En la República romana, finalizada la monarquía (año 509 a. C.), el lugar del rey fue ocupado por dos magistrados a los que se llamó primero pretores y luego cónsules.[2] Según la tradición romana, la aristocracia, para evitar los abusos en que habían incurrido los antiguos reyes, estableció una serie de medidas limitantes al poder de los nuevos oficiales. Así, se dispuso que cada uno tuviera veto sobre las decisiones del otro (intercessio); que gobernaran solo por un año; que las penas o castigos que impusieran pudieran ser apeladas ante las asambleas del pueblo (provocatio ad populum) y que, una vez terminado su mandato, fueran responsables por los actos contrarios a la ley que hubiesen podido cometer en el cargo.
Con el tiempo, las funciones de los cónsules se disgregaron en una serie de nuevas magistraturas, a saber: la cuestura (447 a. C.); la censura (443 a. C.); la pretura urbana (367 a. C.); la edilidad (365 a. C.), y la pretura peregrina (242 a. C.). Todas ellas compartían las características de ser colegiadas, temporales y responsables.
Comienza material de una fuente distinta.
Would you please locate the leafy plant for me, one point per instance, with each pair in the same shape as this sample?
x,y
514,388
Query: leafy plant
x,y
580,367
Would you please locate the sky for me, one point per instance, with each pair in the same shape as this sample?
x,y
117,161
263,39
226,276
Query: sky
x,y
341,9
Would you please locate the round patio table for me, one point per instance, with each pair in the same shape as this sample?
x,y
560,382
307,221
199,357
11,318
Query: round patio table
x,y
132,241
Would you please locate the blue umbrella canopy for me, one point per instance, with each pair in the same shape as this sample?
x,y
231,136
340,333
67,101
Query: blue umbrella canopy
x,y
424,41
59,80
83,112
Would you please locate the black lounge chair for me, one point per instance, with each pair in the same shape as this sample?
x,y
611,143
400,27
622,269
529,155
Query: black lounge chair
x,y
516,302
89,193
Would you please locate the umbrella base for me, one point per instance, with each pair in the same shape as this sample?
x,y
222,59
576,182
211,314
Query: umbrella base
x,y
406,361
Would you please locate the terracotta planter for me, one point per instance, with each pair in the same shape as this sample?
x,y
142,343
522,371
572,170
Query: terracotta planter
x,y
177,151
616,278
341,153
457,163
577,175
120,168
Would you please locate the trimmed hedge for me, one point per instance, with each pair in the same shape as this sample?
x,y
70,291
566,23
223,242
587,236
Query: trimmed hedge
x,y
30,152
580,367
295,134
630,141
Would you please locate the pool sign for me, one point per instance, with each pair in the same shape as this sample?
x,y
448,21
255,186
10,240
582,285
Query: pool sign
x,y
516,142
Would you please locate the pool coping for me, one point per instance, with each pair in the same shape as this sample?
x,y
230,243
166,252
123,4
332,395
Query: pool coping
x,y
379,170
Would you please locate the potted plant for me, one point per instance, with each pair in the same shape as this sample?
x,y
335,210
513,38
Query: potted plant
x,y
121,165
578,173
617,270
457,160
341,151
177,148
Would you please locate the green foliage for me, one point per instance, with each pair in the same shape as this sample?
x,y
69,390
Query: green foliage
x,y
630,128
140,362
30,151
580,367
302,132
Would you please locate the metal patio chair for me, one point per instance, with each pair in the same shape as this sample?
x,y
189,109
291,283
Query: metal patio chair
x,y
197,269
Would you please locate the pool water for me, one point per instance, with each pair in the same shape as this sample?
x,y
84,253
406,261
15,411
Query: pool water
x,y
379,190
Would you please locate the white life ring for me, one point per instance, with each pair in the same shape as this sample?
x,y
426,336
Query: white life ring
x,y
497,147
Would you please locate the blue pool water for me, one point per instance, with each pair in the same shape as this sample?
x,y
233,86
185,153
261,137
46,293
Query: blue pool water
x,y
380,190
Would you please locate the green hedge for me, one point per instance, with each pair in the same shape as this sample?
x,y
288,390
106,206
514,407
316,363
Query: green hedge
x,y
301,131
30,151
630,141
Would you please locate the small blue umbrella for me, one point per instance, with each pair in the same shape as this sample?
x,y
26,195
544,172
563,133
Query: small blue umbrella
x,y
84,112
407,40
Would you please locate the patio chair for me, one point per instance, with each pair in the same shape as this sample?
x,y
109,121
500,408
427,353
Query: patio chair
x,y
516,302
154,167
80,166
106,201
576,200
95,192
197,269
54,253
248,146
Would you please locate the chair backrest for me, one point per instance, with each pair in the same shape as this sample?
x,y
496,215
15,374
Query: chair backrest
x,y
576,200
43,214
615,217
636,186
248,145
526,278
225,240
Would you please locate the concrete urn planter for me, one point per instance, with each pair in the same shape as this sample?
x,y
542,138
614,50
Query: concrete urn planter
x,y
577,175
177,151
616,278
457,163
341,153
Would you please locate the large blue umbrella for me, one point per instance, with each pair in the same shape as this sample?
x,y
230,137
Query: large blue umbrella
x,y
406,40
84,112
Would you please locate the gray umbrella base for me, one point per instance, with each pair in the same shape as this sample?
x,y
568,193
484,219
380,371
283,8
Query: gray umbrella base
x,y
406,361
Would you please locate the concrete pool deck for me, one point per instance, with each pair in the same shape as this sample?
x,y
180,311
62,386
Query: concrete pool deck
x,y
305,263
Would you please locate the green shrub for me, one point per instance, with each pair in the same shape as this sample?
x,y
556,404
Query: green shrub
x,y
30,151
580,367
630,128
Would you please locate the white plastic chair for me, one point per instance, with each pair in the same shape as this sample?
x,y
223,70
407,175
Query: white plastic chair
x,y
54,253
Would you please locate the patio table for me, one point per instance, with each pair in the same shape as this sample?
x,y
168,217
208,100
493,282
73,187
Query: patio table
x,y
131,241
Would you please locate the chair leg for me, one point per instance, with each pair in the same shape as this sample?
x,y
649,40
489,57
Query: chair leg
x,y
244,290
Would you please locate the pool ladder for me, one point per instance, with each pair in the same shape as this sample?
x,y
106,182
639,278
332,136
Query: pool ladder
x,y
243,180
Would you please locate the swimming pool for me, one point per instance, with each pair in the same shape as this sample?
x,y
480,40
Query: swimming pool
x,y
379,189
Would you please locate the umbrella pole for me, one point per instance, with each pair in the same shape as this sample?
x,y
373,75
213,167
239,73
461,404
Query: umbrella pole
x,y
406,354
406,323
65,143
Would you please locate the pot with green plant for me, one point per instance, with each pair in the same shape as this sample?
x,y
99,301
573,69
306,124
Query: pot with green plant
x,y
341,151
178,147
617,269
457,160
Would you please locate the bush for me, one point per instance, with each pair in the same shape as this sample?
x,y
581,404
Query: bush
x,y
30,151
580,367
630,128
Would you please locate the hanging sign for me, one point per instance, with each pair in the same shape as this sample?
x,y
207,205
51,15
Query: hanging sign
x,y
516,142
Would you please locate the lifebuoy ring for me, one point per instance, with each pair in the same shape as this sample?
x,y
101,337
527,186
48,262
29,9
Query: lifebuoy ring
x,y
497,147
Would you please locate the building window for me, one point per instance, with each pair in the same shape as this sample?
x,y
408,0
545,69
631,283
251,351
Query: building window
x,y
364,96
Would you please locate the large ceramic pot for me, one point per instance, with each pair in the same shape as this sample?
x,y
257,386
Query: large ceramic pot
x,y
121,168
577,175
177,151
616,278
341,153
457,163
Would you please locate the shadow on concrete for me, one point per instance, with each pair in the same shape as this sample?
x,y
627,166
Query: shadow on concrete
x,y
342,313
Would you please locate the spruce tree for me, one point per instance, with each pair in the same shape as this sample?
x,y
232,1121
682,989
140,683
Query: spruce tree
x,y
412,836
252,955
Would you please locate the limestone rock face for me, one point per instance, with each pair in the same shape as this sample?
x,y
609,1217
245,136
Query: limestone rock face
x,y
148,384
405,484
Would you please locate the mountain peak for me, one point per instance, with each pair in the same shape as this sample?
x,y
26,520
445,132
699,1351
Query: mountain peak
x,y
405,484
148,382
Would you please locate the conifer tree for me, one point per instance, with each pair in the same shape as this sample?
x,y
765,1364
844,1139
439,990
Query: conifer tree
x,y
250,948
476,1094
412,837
Dichas magistraturas constituían el gobierno regular de la ciudad y por ello eran llamadas ordinarias. Frente a ellas, atendiendo la necesidad de contar con una conducción unitaria y firme para los períodos de crisis, se creó la dictadura (en torno al año 500 a. C.), la cual fue incorporada a la constitución republicana con el carácter de magistratura extraordinaria. Otras magistraturas de igual carácter, pero de existencia restringida a determinados períodos de la República, fueron: el decenvirato y el triunvirato.